Scalloped Potatoes or Potatoes au Gratin. Look at the ingredient list – potatoes, cream, cheese. Why do we like this dish? Probably not because of the potatoes. This dish was probably invented by an old country mom who had served her family potatoes one too many times. Not only were they tired of potatoes, she was also out of butter, but realized that she had a plethora of cream and cheese at her disposal. In a moment of sheer brilliance she tricks her family into eating potatoes for the umpteenth time by cooking them in cream and cheese and at the last minute adding more cheese to the top.

Hashbrowns. The best are those that are crispy on the outside but tender and fluffy on the inside. But the only way to crisp them up is to use butter. And you know what makes hashbrowns even better? An over easy egg in which the yolk becomes the perfect sauce for hashbrowns. Either that, or they are smothered in ketchup, not as bad as butter or a yolk, but not exactly health food. Let’s not forget what hashbrowns are typically served with…eggs, bacon, sausage, pancakes, biscuits and gravy. Those hashbrowns definitely make up for those four pieces of bacon, three over easy eggs and the short stack of pancakes.

Baked potatoes. On their own, they look innocent and healthy enough. And in an ideal world, they probably are healthy. Plus baked sounds healthier.
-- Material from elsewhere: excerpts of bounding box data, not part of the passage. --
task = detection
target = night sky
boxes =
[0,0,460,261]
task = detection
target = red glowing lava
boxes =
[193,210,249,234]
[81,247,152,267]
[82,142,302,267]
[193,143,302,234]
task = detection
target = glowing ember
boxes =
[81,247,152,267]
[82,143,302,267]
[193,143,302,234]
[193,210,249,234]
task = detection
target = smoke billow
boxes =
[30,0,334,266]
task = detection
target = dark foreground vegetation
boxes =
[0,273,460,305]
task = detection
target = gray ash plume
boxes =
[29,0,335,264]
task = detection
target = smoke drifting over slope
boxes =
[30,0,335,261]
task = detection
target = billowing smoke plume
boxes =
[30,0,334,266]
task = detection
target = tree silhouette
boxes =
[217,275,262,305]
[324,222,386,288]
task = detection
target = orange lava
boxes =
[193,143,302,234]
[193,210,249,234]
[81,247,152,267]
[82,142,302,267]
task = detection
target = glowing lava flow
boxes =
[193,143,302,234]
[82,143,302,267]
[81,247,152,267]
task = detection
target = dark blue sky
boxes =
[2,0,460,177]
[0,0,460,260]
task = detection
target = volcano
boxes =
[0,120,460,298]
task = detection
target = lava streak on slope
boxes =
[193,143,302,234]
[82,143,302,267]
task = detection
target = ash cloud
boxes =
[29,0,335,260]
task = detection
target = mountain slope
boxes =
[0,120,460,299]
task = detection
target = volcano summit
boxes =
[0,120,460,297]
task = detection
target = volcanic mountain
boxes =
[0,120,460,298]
Better than fried…right? “So waiter, I will have the baked potato, but could I get that with butter, sour cream, bacon bits, and did you mention you had chili? Some of that too then. And maybe just a little cheese as I am really trying to watch what I eat.”

Roasted potatoes. These are definitely the healthiest of the bunch, but my problem with roasted potatoes is that they really only taste good that first minute out of the oven. You know exactly what I am talking about. Perfectly crisped on the outside while tender and fluffy on the inside. But try that same potato five minutes later and I would swear that some weird voodoo stuff was put upon the potato as there is no way that is the same potato I tasted mere moments ago. So while healthier than every other iteration of potato, they suffer from not being fried, mixed with a lot of butter or cooked in cream and cheese.

I am therefore left to draw the only reasonable conclusion from all of this: Potatoes exist to be a conduit for fat and lots of it.